The bottom line is that it is best to run an Eddy Current device at or near rated speed. Typically 82 – 100 % is recommended to optimize efficiency.

Variable Frequency Drives dramatically lower the overall system efficiency

VFD controls motor speed by varying the effective voltage and frequency applied to the stator of a standard AC Induction motor. We use the term effective because the applied voltage is actually a high frequency square wave, pulse width modulated (PWM) waveform that switches from bus voltage, typically 650VDC or more to 0V, thousands of times per second. This alters the effective base speed of motor, allowing variable speed operation. It also presents several negative effects both in harmonics and mechanically

A standard AC motor has a published efficiency and power factor. They are quite high, typically above 90%, but only for a sinusoidal excitation at rated frequency. On a VFD the losses are higher and the power factor is lower. These values are not widely known or published.

VFD losses in efficiency are as follows:

  • IR losses – Heating is the largest loss caused by resistance to current flow in the motor winding and rotor bars.
    It is proportional to the square of the current flow.
  • Eddy Current Losses – Losses caused by unintended current flow in the rotor and the stator. These are limited by laminations in the stator and rotor. They are proportional to current flow and increase with slip.
  • Hysteresis losses – Heating created by reversing the magnetic polarity of the iron in the rotor and stator. This increases with slip.

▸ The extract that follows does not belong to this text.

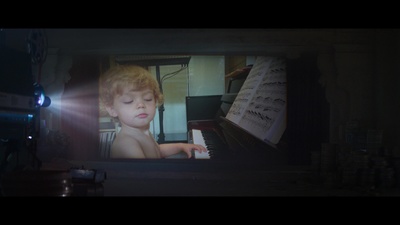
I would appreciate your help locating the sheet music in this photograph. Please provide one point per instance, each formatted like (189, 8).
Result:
(260, 106)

All of the losses above become a larger percentage of output horsepower as speed is reduced.

In addition there are two other issues associated with VFDs:

  • Power Factor – VFD’s are advertised to present a power factor of near unity to the line. While true, the motor still operates with a lagging current. This is extra power that the utility would have to generate if the motor were across the line. Hence, utilities charge a power factor penalty as they only measure watts. With the VFD generating this extra current, the extra is retrieved from the line. Instead of a power factor penalty, you are forced to pay for the power up front. In addition, the power factor degrades dramatically with speed reduction, approaching 75% at half speed.
  • Slip Losses – A little known fact is that an AC Induction motor is a magnetic clutch operating at a slip (against a rotating field). The slip increases under increased load, considerably more at low speeds. At a PWM equivalent base speed of 100 RPM the motor would operate at 50 RPM if its rated slip were 50 RPM (a 1750 RPM motor). Thus, torque boost (increase in voltage) is used to start under load. This slip is a loss that becomes a higher percentage of output as speed is reduced. If torque boost is used, the losses are higher still.

The bottom line is that an AC motor is quite efficient at rated speed and voltage, but the losses build as a percentage of output as speed is reduced. The power factor enters the efficiency equation and the control losses add in as well. These dramatically lower the system efficiency.